I'm having a course on control theory and some problems require linearization. It's not that we focus much on it. It's usually just the first question of a bigger problem so I'm just looking for a simple way to do it. Let's take this for example: $$\ddot x +\dot x^2+e^x=u$$
I want to linearize around $\ddot x_0=\dot x_0=x_0=0\\u_0=1$.
From what I found online( which seemed a bit complicated for me) I think you can linearize by using taylor expansion and ignoring second order and above terms.

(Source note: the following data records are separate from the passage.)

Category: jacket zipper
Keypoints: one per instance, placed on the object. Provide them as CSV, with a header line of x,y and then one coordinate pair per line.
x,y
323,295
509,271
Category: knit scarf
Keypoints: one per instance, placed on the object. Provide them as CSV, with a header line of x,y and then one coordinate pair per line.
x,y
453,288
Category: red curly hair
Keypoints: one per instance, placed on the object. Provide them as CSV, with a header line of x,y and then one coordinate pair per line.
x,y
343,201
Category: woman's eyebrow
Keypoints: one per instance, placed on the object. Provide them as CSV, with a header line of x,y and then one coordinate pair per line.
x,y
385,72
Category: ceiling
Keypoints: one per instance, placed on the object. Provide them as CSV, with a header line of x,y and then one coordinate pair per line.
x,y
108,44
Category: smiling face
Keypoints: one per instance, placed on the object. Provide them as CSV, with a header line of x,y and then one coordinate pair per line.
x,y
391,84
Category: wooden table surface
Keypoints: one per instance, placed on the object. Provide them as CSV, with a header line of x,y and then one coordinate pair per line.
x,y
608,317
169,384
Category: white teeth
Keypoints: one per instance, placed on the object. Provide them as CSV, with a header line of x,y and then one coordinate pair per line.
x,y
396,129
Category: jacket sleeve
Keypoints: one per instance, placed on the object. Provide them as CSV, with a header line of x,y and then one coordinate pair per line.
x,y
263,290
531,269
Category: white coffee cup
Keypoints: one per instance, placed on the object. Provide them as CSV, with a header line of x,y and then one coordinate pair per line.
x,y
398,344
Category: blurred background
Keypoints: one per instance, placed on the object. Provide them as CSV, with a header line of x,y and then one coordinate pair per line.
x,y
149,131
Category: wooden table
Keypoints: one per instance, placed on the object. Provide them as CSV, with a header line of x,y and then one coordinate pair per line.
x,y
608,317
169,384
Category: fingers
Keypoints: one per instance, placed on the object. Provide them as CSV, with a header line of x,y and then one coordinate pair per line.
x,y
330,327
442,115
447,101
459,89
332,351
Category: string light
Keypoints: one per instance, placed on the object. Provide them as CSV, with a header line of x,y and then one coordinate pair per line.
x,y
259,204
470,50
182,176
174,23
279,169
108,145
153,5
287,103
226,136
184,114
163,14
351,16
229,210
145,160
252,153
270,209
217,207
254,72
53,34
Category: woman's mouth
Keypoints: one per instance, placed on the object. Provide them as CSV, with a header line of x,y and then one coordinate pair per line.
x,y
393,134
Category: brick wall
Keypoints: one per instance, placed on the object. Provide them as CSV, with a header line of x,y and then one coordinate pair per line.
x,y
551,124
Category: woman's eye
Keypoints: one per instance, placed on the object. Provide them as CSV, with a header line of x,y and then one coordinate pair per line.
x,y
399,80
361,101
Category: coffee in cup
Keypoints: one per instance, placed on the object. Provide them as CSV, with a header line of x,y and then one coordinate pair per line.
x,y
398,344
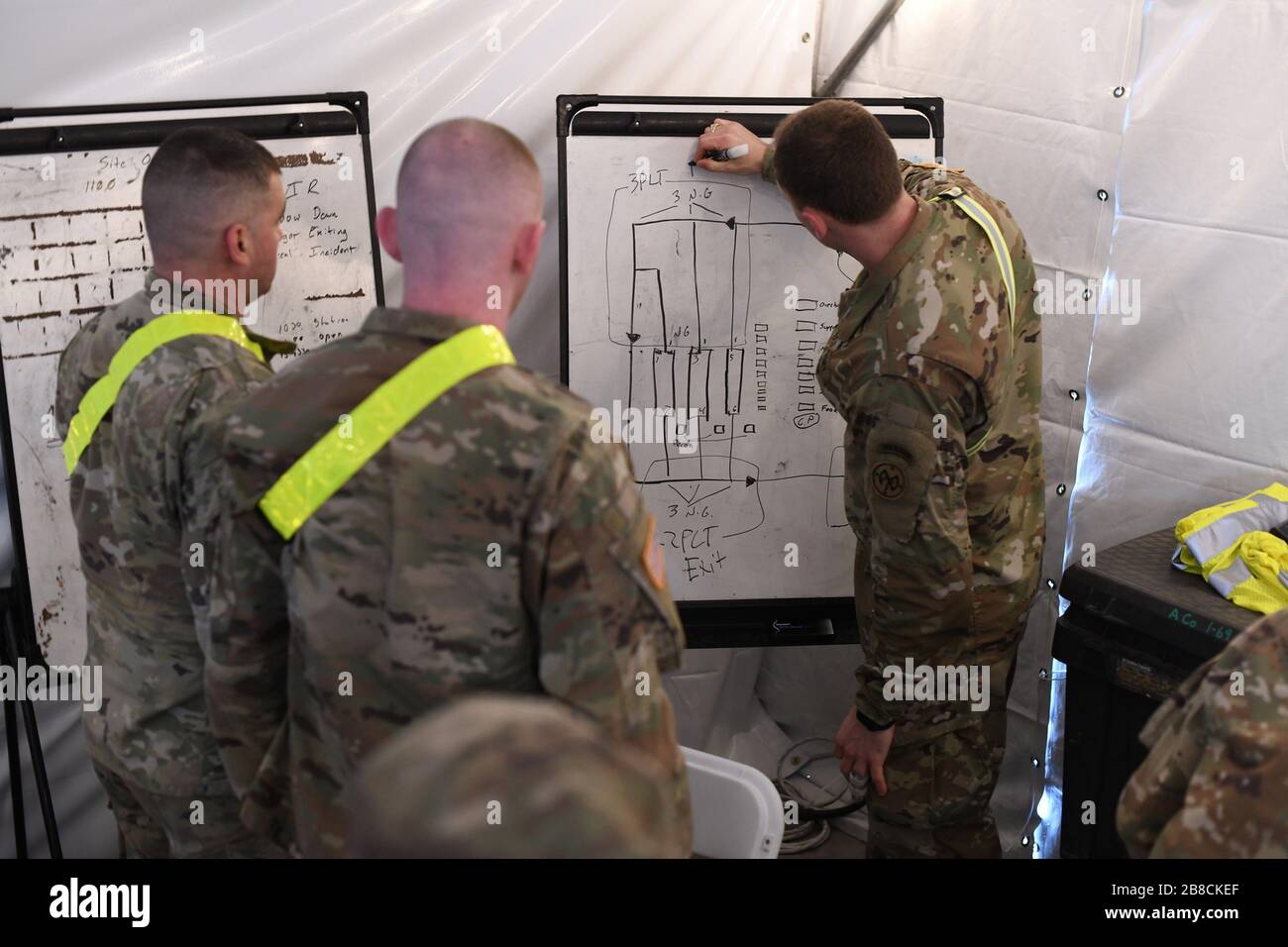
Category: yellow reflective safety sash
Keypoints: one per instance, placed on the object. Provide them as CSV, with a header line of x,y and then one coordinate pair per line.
x,y
329,464
141,344
1232,547
1001,253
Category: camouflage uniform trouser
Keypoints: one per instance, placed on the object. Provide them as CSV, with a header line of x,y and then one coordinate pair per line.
x,y
156,826
938,789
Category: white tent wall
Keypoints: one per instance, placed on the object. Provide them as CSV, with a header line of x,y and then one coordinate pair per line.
x,y
1028,88
1184,407
421,62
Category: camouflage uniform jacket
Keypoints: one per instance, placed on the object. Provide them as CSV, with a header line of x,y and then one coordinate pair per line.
x,y
923,365
490,545
141,496
1215,784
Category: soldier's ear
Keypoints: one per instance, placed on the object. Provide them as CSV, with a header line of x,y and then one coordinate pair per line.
x,y
386,231
814,222
237,244
527,247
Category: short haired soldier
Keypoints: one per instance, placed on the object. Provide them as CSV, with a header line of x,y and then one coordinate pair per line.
x,y
412,517
506,776
1215,784
935,365
142,392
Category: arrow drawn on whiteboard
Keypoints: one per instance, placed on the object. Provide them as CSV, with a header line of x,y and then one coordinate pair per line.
x,y
729,536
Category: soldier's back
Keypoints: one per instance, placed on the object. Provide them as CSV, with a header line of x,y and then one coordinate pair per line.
x,y
419,579
1215,784
140,495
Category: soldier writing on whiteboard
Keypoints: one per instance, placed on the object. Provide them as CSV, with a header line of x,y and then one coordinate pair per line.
x,y
935,367
411,517
142,392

Let the left part of the equation be $F(\ddot x,\dot x,x)$ and the right part $G(u)$ Then,it goes as follows : $$F(\ddot x_0,\dot x_0,x_0)+\frac{\partial F}{\partial\ddot x}|_{\ddot x_0,\dot x_0,x_0}δ\ddot x+\frac{\partial F}{\partial\dot x}|_{\ddot x_0,\dot x_0,x_0}δ\dot x+\frac{\partial F}{\partial x}|_{\ddot x_0,\dot x_0,x_0}δx=G(u_0)+\frac{\partial G}{\partial u}|_{u_0}\\1+δ\ddot x+2\dot x0+δx=1+δu \\δ\ddot x+δx=δu$$ Is this correct?